Latest Post

HomeTechnologyBoost Your Content Strategy: Philosophy Quote Generator Tutorial with Astra DB

Boost Your Content Strategy: Philosophy Quote Generator Tutorial with Astra DB

Enhance User Engagement: Philosophy Quote Generator Implementation with Astra DB

A revolution in computing has been triggered by the field of generative AI (GenAI), which offers a variety of tools, concepts, and paradigms. Vector search has been a fundamental tool in GenAI among these.

We’ll demonstrate the capabilities of vector search in this three-part series by building a vector store from the ground up and applying it to two common tasks: text creation from examples and semantic search. We’ll concentrate on developing a semantic search engine to find quotations from well-known thinkers. We’ll later use this engine to build fresh, plausible epistolary snippets to show how these parts work together to form a complete GenAI application.

Python will be the foundation of our trip, while DataStax Astra DB will act as the vector-search backend. Although the ideas are universal, our solution makes use of this database’s special architecture in several specific ways.

There are two versions of the reference application that we will examine:

1. Direct communication with the database through database drivers.
2. Making use of the “CassIO” module, which abstracts away database-specific details and offers a more Pythonic interface, to streamline the procedure.

We will point out the differences between these methods and provide extensive sources for more research. The only prerequisites for both solutions are an OpenAI API key and a free-tier Astra DB account, which can be found as notebooks in the OpenAI Cookbook repository.

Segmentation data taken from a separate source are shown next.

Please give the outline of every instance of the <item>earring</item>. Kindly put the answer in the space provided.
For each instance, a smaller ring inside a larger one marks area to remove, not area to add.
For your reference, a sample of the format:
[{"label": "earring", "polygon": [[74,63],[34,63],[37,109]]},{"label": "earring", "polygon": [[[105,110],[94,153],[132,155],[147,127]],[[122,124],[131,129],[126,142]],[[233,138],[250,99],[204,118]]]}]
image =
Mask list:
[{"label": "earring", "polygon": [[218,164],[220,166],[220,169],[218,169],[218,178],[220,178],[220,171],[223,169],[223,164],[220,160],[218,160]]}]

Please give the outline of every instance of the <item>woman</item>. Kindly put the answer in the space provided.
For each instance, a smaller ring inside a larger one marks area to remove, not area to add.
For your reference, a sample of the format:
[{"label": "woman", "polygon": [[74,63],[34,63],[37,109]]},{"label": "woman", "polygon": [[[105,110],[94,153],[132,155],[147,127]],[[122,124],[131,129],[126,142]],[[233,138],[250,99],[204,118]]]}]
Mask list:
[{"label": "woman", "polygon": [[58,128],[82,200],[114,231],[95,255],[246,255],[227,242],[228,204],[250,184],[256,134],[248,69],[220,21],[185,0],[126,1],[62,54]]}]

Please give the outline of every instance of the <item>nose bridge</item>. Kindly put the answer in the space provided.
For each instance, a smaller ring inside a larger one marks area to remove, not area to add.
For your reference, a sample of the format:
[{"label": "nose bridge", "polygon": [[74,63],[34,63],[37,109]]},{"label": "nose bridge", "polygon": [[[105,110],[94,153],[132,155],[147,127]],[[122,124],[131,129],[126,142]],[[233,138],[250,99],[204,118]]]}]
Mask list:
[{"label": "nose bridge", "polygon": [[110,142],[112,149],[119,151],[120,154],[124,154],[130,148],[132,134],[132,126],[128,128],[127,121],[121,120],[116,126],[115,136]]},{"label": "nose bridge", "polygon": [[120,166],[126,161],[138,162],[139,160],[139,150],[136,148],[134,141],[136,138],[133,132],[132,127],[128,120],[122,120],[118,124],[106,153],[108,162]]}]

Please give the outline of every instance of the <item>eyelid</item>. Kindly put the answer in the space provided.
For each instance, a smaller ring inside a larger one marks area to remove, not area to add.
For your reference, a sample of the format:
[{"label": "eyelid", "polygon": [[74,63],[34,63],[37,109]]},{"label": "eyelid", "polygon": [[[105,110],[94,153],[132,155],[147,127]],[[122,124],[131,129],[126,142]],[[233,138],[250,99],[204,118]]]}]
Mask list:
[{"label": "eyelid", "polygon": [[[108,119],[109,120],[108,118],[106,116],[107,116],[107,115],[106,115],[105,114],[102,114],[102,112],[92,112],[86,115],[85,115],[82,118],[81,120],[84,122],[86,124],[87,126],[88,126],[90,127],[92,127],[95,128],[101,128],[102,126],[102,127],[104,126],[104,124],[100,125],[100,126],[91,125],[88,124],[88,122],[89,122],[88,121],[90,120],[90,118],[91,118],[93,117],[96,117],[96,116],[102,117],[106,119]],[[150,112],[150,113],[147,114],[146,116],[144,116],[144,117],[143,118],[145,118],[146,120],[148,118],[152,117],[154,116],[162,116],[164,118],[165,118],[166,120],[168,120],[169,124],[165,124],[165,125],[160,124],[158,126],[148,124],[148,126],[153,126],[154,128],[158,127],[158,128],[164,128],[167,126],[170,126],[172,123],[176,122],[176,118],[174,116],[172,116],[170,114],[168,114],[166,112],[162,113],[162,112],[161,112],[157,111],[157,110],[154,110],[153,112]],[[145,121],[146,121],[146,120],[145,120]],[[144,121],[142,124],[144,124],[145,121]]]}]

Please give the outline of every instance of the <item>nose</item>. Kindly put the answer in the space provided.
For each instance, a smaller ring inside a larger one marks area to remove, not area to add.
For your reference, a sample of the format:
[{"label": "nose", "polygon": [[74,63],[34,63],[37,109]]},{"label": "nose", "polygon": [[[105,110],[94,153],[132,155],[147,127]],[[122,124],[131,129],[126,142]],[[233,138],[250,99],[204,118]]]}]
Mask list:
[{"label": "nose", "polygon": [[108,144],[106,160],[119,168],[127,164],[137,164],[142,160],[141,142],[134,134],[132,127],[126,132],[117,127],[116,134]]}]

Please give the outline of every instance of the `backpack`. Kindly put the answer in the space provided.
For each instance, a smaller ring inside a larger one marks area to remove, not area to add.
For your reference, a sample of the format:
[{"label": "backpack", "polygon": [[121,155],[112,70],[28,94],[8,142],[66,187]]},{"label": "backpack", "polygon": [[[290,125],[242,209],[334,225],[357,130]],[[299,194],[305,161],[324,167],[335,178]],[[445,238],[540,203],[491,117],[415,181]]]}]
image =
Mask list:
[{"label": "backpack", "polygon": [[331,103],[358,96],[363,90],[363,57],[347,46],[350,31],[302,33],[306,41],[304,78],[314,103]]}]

Below is a summary of the three sections:

1. Current Post: We’ll discuss the importance of vector search and give a quick rundown of how it operates.
2. Part 2: To find quotes from well-known philosophers, we’ll build a search engine using vector embeddings.
Part 3: In this section, we’ll demonstrate how our search engine may be used to create a generator of fresh philosophical quotations, which is the central component of a comprehensive GenAI program.

Vector Search: Why Use It?

Large language models (LLMs) produce text for a variety of purposes, such as answering customer questions, providing summaries, or making contextual recommendations, in typical GenAI applications. Deploying LLMs directly out of the box, however, could not have the necessary subject expertise. A popular workaround for this is retrieval-augmented generation (RAG), which avoids the need for expensive model fine-tuning.

According to the RAG paradigm, a search first returns textual pieces that are pertinent to the task (such as relevant documentation snippets for client queries). These briefs are then put into the LLM, instructing it to formulate responses based on the data that is provided. RAG is a key technique for improving LLM capabilities and is essential to increasing their usefulness.

We start this procedure by addressing the problem of finding “relevant” data. Keyword-based searches were sufficient in the past, but vector search has become the better option. Let’s examine its operation and reasons for success.

Vector search is based on two fundamental ideas:

1. Calculating an “embedding vector”—a fixed-length series of numbers that represents the meaning of a specific text passage.
2. Measuring the semantic similarity of texts by applying vector distance criteria found in mathematics.

Essentially, vector search locates related phrases in this vector space by mapping phrases to associated vectors. By treating natural language processing (NLP) as a geometric problem, this method simplifies the effort.

Let’s say you are creating a service that searches a large text corpus for phrases similar to what a user has entered. Queries are made more efficient by pre-calculating vector embeddings for every phrase and keeping them with texts in an appropriate database. Determine the vector of a given query sentence and search the database for rows containing the closest vectors.

Vector databases are defined as databases that have certain features. Vector-oriented capabilities are currently available in many databases due to the explosion of GenAI, and new databases are specifically designed to meet this demand. One notable feature of Astra DB, which is based on Apache Cassandra®, is its extensive support for vector search workloads.

Filtering based on metadata becomes important when implementing an application that uses vector search. For example, it’s crucial to filter results in an e-commerce setting using attributes like “style = casual” or “special_offer = True” in addition to semantic similarities. We’ll look at two ways to allow vector-search filtering while building the vector store in the database, as well as some real-world uses for it.

What Comes Next?

We will take a closer look at the actual implementation in the upcoming section of our series, where we will build a vector storage and create a search engine on top of it.